I sat by the computer Sunday as the first snowstorm covered my little world, and read an update from a missionary friend in faraway hot India. Friends had just asked her help with a three day old baby in a nearby village. He was born without lower arms or lower legs. He is the fifth child in the family and they aren’t sure they will keep him.
My emotions swirled like the snow outside the window. My older children played busily around me as I nursed the baby. The two year old drove matchbox cars over my shoulder. The house was a mess, true, but air warmed by the wood stove carried the scent of roasting chicken. My husband was at work, but he would be home to say goodnight after earning his paycheck. Coats and mittens dripped steamily by the fire, adding moisture to the air and giving reason for the rosy cheeks bent over Legos nearby. Christmas cards and a list of cookies to bake were scattered across the table among flash cards.
That old adage tapped gently at my memory, “I felt sorry that I had no shoes, until I met a man who had no feet.” We have our struggles, but the road even my young son must walk so falteringly in his braces is easy compared to the uphill battle that little infant almost-orphan on the other side of the world will face.

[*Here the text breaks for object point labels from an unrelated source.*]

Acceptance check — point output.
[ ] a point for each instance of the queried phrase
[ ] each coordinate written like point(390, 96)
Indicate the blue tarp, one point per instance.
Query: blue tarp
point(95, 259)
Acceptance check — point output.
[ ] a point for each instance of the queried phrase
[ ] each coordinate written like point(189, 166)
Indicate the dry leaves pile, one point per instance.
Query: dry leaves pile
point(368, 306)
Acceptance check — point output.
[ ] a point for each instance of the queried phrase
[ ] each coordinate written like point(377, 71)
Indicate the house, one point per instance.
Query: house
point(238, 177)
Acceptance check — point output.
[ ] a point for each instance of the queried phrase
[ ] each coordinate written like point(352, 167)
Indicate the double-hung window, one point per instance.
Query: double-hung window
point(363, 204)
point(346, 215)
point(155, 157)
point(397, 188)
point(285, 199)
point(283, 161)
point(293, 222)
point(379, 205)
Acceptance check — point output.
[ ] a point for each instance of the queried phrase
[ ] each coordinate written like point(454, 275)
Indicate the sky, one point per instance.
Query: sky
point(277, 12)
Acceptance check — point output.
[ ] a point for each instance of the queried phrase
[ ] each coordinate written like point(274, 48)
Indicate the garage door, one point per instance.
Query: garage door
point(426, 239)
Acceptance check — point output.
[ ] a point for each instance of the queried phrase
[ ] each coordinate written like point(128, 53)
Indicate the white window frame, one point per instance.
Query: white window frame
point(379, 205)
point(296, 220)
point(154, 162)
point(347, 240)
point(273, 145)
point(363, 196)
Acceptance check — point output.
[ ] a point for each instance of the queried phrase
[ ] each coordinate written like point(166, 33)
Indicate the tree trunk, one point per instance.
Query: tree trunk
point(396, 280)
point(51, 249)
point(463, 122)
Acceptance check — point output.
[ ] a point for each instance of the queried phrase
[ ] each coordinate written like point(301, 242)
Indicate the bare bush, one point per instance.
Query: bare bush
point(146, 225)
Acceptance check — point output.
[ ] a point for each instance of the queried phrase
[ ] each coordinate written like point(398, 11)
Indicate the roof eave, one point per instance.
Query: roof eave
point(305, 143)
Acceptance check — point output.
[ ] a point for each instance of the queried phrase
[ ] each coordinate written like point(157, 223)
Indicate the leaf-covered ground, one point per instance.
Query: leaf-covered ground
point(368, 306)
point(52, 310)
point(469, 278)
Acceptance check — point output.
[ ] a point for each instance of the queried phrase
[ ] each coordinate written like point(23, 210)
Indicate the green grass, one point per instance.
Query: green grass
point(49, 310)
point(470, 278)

And I asked Him, not for the first time, or even the hundredth, “Why?”
“Why would You have this baby be born in a third world country?”
“Why to parents who might not keep him?”
“Why would You make him be born like this at all?”
“Why would You make a baby born to be ridiculed, rejected, misunderstood… Why would you make a baby born to hurt or even born to die?”
The baby on my own lap stirred and snuggled deeper. The two year old next to me picked up one of his feelingless feet with both hands to move it away from the baby’s head. He reached over and silently patted his little brother’s ear. A tear sprang to my eye at a sudden realization. It was love.
That Love had already sent a Baby born to die. He’d sent His only Son, His beloved, perfect Son, to a stark, cold, heartless world to have a body broken. He’d given him a body born to bear the full brunt of the ravages of sin. This one, this Lamb slain from the foundations of the world, was born to show his Father’s love to sin-damaged humanity. Nails sliced through his own arms and legs, forcing his body hard against the rough cross. And Love held him there.
Will this little baby boy, born so far from me but for whom I ache, know that he bears in his own body the marks of the Lord Jesus Himself? Will he learn that someday he can be given a new body, hale and whole, to run and clap and dance, for all eternity long? Will he boast that he is one of the few chosen to bear from birth the mark of his Savior? Will he find the answer to his question, why?
I think about these babies often. Physically crippled; is it so that their souls will be more whole? Or mine? Will I remember, on Christmas Day, WHO made lame beggars walk and blind men see? And will I trust that He will do it again someday?
Someday I, too, will understand why He would show His love by sending these Tiny Tims among us. Like Mr. Dickens said, it’ll be as good as gold – and better.